Together, we hope these articles offer insights into the personal, the poetic, and the political. This issue will continue to grow and shift over the next three months. If you would like to add more to the conversation, please contact us at info@wp.mykalimag.com.
“The People’s Salon” by Tamara Abdul Hadi
Special Thanks to all those who contributed to this issue:
Design: Alaa Sadi, Leila Farag, Wael Morcos, Rouba Yammine, Jon Key, Mothanna Hussein, … (to be continued)
Translators: Hiba Moustafa, Nawara B.*
Photography Teams: Ahmed Serour, Malak Kabbani, Zaid Lozi, Jad Togoj, Dala Zaid, Tamara Abdelhadi, Ahmad Naser Eldein, Mai Adel, Youssef Sherif… (to be continued)
Writers: Ephemeral Roshdy, Farah Desouky, Friya, Jamal (from JINS Podcast), Jana Nakhal, Layla Qais, Moussa Saleh, N.H., Roya Hasan … (to be continued)
Artists: Aude Nasr, Ikon Chiba, Lina Asaad, … (to be continued)
Core Team: Khalid Abdel-Hadi, Musa Shadeedi, Eliza Marks
Featured image/painting: Samson and Delilah, 1609-10, said to be by Peter Paul Rubens
MY Kali new visual identity
We are excited to introduce our new visual identity, designed and brought to life by Morcos Key!
Words from the designer:
“In designing the new My Kali logo, Morcos Key embraced the fact that they’re designing for a cultural magazine that is championing progress in our communities. The identity is based on a fluid logo that suggests openness, and freedom. The design is unquestionably bold, and fearlessly original.
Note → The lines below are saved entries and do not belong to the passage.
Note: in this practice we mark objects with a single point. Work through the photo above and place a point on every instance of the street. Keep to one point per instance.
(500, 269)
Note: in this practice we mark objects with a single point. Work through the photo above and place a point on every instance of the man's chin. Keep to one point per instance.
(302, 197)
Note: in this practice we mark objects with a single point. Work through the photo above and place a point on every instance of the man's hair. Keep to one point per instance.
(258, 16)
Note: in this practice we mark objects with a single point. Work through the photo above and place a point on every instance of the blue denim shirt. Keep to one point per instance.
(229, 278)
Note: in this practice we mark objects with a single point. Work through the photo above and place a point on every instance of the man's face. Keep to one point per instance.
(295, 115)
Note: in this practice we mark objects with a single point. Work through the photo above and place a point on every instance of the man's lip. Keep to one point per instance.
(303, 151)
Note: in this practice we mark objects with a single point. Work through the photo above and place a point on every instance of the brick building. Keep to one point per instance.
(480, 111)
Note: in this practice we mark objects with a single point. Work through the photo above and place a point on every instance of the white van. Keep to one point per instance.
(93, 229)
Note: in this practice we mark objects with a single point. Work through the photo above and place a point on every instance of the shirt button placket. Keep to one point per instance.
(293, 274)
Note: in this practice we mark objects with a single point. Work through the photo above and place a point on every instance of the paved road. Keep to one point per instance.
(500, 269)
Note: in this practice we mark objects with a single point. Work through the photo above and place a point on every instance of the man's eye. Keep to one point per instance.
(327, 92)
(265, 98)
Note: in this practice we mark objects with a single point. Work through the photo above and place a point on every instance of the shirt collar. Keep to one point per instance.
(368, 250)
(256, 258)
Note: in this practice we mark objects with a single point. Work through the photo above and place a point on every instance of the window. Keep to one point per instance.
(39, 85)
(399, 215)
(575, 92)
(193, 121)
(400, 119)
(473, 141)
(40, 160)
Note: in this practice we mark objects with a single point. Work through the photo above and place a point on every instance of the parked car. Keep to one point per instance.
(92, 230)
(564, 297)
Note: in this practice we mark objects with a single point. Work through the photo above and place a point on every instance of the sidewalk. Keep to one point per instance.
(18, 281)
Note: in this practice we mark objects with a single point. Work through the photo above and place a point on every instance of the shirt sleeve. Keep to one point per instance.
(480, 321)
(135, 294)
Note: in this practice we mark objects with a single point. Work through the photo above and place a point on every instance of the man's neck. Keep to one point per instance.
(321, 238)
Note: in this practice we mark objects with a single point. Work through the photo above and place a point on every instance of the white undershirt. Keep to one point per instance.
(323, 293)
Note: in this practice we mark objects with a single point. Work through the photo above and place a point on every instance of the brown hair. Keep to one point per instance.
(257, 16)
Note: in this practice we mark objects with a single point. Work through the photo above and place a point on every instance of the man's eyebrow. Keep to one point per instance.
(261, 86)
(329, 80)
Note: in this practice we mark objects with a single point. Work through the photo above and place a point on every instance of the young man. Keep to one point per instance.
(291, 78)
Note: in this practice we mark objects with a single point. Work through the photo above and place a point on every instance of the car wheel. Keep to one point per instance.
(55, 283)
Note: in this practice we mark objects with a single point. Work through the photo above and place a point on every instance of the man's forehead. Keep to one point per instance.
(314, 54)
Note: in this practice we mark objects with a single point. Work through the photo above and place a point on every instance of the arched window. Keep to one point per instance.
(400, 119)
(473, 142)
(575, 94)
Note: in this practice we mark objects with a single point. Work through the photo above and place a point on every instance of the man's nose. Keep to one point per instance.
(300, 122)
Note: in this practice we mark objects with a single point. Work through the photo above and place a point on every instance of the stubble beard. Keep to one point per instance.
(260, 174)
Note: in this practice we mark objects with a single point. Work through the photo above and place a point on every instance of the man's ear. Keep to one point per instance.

If the mark is decidedly soft and accommodating, it delivers a confident and spontaneous punch that speaks to the resilience of the community it represents and the diversity of topics it tackles.
What started as a quick hand sketch was digitized and refined in several rounds where we considered the overall composition of the word and the placement of the diacritic dots. The logo system also incorporates several mockups for the Latin “My Kali” to allow it to function as a magazine masthead or a stand-alone logo.
The fluidity concept was further developed to influence graphic shapes and typographic applications to be used in social media and editorial contexts on our website.”